Tax Avoidance

(asked on 20th February 2015) - View Source

Question to the HM Treasury:

To ask Mr Chancellor of the Exchequer, what estimate he has made of the legal costs and fines recovered from (a) PricewaterhouseCoopers, (b) KPMG, (c) Ernst & Young and (d) Deloitte after tax courts and tribunals have rejected tax avoidance schemes designed by those firms in each of the last five years.


Answered by
David Gauke Portrait
David Gauke
This question was answered on 3rd March 2015

HM Revenue & Customs (HMRC) has a very successful record of winning cases against avoidance schemes that taxpayers choose to litigate. They are successful in around 80% of these cases, and many taxpayers, of course, settle before reaching litigation. When successful, HMRC will request costs in appropriate cases. Under the normal court rules relating to costs, these are recovered from the litigant.

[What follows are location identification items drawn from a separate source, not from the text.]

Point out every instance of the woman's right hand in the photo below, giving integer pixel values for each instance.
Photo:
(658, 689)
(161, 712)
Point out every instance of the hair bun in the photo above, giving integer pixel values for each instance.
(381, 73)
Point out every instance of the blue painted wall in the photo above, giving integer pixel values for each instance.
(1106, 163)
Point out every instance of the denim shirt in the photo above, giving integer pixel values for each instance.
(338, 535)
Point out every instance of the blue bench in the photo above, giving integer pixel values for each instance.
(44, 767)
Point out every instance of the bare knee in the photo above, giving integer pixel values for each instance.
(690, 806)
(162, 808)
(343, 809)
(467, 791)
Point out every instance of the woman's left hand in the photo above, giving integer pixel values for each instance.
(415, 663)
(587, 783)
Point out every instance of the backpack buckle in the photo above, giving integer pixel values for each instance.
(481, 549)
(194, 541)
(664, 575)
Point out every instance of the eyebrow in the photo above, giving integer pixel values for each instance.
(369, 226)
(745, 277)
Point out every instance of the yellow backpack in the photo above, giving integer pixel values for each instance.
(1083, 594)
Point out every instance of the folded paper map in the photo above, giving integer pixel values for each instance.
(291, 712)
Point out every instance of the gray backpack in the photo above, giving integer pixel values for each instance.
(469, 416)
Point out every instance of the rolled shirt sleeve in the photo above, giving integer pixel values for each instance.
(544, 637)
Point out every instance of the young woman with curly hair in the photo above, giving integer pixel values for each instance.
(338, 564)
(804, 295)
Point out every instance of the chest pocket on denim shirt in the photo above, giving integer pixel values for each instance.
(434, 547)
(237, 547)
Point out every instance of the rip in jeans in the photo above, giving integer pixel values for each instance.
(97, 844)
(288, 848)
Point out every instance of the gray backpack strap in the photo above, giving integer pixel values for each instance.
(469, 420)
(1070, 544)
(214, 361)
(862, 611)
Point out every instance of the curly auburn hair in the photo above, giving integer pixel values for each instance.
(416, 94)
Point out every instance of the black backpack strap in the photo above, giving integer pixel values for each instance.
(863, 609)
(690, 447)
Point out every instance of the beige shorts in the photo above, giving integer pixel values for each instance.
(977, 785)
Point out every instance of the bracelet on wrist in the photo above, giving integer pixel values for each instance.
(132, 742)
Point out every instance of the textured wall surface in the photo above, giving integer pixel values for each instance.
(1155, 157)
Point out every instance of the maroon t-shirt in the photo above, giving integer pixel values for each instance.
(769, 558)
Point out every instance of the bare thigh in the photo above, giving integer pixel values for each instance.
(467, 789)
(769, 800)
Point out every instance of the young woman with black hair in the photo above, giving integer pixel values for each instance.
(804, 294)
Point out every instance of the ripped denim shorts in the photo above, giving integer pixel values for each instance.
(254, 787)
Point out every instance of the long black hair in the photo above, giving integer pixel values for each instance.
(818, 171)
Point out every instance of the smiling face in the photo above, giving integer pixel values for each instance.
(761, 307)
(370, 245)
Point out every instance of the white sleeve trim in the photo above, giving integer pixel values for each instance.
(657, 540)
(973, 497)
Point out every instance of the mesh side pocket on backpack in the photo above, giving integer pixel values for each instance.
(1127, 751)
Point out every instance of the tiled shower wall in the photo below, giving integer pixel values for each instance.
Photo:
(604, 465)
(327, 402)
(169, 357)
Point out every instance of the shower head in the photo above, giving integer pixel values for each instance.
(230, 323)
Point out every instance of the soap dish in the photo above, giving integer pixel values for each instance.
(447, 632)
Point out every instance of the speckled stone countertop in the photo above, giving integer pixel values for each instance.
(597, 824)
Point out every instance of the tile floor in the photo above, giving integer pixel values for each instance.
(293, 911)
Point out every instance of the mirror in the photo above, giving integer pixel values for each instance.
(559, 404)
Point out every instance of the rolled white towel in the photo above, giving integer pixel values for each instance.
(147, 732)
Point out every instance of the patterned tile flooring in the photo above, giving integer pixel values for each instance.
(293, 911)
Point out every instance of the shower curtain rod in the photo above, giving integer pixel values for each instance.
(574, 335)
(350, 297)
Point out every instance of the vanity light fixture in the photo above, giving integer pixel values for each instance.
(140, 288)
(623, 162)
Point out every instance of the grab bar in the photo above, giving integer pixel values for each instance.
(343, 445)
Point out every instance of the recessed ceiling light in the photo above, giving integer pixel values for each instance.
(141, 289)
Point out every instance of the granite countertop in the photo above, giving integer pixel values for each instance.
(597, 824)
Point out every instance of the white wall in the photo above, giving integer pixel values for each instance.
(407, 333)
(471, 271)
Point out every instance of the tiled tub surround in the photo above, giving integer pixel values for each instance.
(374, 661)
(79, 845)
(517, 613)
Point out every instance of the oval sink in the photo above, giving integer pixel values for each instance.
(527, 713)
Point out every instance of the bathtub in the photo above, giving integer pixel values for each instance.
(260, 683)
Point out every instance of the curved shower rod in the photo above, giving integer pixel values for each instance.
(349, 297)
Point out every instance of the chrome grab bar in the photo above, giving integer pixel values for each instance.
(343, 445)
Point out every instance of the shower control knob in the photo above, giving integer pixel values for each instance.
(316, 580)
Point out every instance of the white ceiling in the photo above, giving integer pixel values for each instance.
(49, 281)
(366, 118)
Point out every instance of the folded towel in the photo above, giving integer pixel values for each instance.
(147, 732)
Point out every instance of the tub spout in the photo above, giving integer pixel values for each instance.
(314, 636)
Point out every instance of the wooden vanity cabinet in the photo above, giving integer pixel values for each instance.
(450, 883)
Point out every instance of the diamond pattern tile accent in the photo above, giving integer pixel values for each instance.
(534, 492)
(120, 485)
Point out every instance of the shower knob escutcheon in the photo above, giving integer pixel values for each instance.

The Government has introduced the High Risk Promoters (Promoters of Tax Avoidance Schemes) legislation in Finance Act 2014 to tackle the small and persistent minority of promoters of tax avoidance schemes who display behaviours that are detrimental to the integrity of the tax system. The legislation enhances HMRC's ability to tackle promoters who commonly design, market and implement products which overwhelmingly do not work. It focuses on promoters who rely on non-cooperation with HMRC and may rely on concealment and mis-description of elements of their schemes to succeed. Such promoters must change their behaviour voluntarily or, if they do not do so, be subject to information powers which affect them, their intermediaries and their clients – meaning that promoters can be named and fined up to £1 million.